While watching a movie scene of a slave being whipped I connected to the similarities of slave punishment: http://www.youtube.com/watch?v=nDOPJawut4Y (Preview) (Preview). Mystically speaking, trauma is being passed down from parent to child, older generation to younger. I’ve heard all the too spank arguments, and I reject them because of long-term ramifications. The impact of spanking is difficult to study as it is most often performed in private and behind closed doors, yet, what we do know from research conducted at the Children’s Hospital of Eastern Ontario in Ottawa is that spanking causes cognitive impairment and long-term developmental difficulties. And may reduce the brain’s grey matter, which is an integral part of the central nervous system. My theory is that kids spanked are hypersensitive to confrontation and are more willing to respond to tense situations with violence. Not to mention how we learn to address issues with other world citizens. For many years, my emotional biochemistry reacted to yelling and screaming with clenched teeth and hands, similar to how post-traumatic stress disorder affects soldiers after war. If my armchair Psychology is true where do we go from here?

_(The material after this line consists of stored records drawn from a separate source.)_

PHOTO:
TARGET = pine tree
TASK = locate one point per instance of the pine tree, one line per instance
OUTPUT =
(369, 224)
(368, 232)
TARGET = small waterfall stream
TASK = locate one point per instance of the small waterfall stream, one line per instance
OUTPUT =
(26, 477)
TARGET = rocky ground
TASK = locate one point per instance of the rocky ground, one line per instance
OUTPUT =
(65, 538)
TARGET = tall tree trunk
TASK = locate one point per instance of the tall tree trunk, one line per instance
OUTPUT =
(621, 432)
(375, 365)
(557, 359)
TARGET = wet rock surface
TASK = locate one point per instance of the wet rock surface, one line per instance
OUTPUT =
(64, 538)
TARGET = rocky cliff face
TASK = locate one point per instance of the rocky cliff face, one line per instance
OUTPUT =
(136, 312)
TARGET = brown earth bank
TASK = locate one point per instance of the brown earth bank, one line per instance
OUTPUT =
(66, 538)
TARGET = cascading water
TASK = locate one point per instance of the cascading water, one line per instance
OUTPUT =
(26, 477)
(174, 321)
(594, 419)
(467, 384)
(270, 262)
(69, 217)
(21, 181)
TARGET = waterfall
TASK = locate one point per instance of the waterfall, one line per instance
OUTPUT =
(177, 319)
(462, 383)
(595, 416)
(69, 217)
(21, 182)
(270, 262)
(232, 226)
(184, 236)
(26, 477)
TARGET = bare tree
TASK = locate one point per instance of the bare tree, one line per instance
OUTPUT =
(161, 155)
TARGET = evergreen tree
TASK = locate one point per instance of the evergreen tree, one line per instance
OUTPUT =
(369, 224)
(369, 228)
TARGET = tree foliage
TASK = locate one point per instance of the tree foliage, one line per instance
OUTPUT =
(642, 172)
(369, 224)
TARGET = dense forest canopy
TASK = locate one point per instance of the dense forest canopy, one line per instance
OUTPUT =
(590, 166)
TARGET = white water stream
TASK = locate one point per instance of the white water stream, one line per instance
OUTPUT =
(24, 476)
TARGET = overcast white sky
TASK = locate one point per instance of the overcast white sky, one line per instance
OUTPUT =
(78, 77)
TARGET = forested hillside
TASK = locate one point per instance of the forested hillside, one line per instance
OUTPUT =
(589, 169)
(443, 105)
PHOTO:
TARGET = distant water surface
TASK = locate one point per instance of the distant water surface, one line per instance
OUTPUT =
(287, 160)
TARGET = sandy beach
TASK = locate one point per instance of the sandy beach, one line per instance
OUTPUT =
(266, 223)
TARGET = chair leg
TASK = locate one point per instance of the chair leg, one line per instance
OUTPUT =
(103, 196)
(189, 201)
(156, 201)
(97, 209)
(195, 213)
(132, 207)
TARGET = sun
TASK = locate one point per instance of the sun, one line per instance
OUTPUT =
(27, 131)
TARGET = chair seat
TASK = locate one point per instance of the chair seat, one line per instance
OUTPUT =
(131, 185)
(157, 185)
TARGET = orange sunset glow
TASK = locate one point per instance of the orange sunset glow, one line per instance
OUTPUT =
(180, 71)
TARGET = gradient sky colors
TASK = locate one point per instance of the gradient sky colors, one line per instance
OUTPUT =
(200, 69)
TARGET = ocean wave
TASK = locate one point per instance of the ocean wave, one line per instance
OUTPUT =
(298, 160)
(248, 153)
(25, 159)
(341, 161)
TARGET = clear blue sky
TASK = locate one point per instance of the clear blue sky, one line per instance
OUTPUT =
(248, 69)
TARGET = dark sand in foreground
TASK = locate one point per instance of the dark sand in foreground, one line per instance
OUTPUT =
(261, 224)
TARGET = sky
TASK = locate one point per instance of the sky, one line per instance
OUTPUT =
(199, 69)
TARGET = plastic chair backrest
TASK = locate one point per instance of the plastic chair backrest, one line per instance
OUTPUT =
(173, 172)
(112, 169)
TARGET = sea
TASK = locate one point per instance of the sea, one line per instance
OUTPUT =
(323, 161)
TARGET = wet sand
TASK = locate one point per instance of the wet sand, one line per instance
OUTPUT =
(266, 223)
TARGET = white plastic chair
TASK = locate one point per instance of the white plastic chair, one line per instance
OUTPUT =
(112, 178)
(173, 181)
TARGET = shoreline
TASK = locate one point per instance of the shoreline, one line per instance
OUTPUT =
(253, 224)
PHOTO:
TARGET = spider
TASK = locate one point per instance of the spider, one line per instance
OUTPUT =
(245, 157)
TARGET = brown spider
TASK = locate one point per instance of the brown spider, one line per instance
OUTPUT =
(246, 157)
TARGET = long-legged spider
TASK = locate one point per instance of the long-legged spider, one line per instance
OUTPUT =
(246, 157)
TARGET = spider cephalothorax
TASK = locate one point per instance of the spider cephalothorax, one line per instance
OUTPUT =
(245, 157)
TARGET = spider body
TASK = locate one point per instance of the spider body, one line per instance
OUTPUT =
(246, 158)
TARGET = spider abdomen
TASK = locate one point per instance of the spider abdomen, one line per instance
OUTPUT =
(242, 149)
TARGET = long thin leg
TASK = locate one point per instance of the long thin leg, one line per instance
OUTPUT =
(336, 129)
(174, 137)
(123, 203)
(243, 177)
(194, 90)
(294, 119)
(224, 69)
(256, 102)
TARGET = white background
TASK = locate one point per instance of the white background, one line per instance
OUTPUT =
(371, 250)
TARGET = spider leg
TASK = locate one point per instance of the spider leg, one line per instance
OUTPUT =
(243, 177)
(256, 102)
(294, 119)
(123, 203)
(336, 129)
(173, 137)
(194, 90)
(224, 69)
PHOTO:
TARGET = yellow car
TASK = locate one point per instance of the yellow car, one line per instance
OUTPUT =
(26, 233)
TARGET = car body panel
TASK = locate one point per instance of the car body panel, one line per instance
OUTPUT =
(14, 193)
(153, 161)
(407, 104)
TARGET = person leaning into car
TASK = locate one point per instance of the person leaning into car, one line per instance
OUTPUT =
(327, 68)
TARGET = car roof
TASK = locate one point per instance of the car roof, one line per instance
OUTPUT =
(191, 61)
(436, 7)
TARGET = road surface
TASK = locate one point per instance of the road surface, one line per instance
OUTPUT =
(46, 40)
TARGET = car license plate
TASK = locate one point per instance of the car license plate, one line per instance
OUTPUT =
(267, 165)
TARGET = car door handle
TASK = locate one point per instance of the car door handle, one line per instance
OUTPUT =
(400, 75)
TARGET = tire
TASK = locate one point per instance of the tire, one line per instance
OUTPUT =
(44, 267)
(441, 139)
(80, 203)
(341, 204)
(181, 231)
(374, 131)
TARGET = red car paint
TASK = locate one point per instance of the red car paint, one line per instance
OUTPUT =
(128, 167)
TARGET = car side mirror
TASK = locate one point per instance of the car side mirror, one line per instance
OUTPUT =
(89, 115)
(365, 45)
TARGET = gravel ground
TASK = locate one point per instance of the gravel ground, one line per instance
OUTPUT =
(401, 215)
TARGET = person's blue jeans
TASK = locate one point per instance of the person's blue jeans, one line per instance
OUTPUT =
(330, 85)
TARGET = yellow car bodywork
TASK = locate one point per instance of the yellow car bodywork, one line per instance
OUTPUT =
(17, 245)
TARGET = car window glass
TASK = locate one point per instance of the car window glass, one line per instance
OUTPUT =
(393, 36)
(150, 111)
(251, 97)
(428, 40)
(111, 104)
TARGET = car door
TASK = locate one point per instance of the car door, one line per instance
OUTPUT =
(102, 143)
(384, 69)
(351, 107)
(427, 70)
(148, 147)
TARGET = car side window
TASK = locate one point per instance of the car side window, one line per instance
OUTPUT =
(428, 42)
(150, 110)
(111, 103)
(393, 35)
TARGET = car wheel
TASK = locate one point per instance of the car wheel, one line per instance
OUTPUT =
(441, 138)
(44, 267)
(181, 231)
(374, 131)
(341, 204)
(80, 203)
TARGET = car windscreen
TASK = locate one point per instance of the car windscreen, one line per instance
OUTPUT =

As Mahatma Gandhi said, "we must be the change we want to see in the world." From one resolute soul to another learn how to deal with issues with patience and mature emotion. Your issues may have been passed down to you but now it is up to you to break this tortuous tradition. Plus, spanking says more about your abilities than it does your child. Visualization is one my favorite and important tools (which I’ll discuss in more depth in a future post), go over the mistakes and scenarios in your mind that you know will happen, and plan how to deal with yourself and your response. There is a three step process for every incident; 1) a child’s mistake, 2) your inner reaction, 3) how you will respond to your child. You will be protecting your child’s emotional health and planting a new seed for how issues are resolved.